First, at this level I would prefer to remain with the generic exponential distribution, as we can see more clearly what's going on. Just plug in $\lambda = 10$ and $t_0 = 10$ to get the numerical answers.

For example, for part a) we see that $$P(X \ge t_0) = e^{-\lambda t_0} = e^{-100}$$

For part c) I suggest you need to introduce a new variable $X' = X - t_0$, which represents the remaining time beyond $t_0$, and $X$ represents the total time including $t_0$.

I don't agree with your answer, because you want $E(X')$ instead of $E(X)$.

For part d), conceptually we have a reduced sample space of those cases where $X \le t_0$. We may, therefore, take the truncated distribution for $X \le t_0$ and scale it up by the relevant factor. In this case:
$$f(x) = \frac{\lambda e^{-\lambda x} } {\int_0^{t_0}\lambda e^{-\lambda x}dx} \ (0 \le x \le t_0)$$Which is equivalent to your second option.

 

[Office_Shredder]

Are you sure that by exp(10) they mean something that looks like $e^{-10 x}$ and not something like $e^{-x/10}$?

The question in general makes a lot more sense if it's the latter. Perhaps a typo in the book?

 

[docnet]

For part c) I suggest you need to introduce a new variable $X' = X - t_0$, which represents the remaining time beyond $t_0$, and $X$ represents the total time including $t_0$.

thank you :)

$$X'=X-t_0$$
$$E(X')=E(X)-E(t_0)=\frac{101}{10}-10=\frac{1}{10}$$
Do you think it strange the answers for (b) and (c) are same?

Are you sure that by exp(10) they mean something that looks like $e^{-10 x}$ and not something like $e^{-x/10}$?

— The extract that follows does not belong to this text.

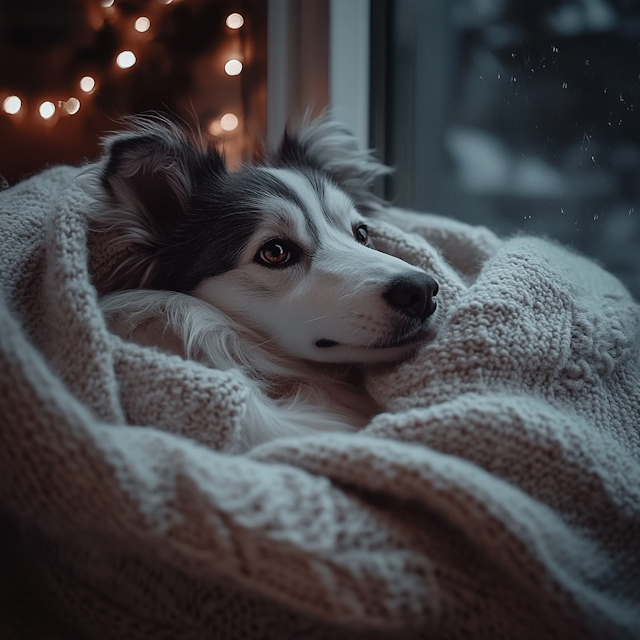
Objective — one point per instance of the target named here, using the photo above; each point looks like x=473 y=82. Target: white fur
x=266 y=322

The question in general makes a lot more sense if it's the latter. Perhaps a typo in the book?

yes, I'm sure the professor means $\lambda e^{-\lambda x}$

 

[PeroK]

Do you think it strange the answers for (b) and (c) are same?

No, not strange. Inevitable, if you do the maths. Once an exponential, always an exponential!

 

[BvU]

And nobody is objecting ? If the waiting time is really six seconds, the train can't even stop !

$\$

 

[PeroK]

And nobody is objecting ? If the waiting time is really six seconds, the train can't even stop !

$\$

It's called a bullet train!

 

[PeroK]

No, not strange. Inevitable, if you do the maths. Once an exponential, always an exponential!

To see this, consider the distribution for $x' = x - t_0$ in the cases where we have waited a time $t_0$ without a train. We have:
$$P(X \ge t_0) = \int_{t_0}^{\infty} \lambda e^{-\lambda x} dx = e^{-\lambda t_0}$$That's the size of the new sample space. And:
$$f(x') = \frac{\lambda e^{-\lambda(x' + t_0)}}{e^{-\lambda t_0}} = \lambda e^{-\lambda x'}$$Which shows that the distribution for the remaining time remains the same exponential distribution.

That's a good example of what you discover when you stick to the general case and resist the temptation to plug and chug!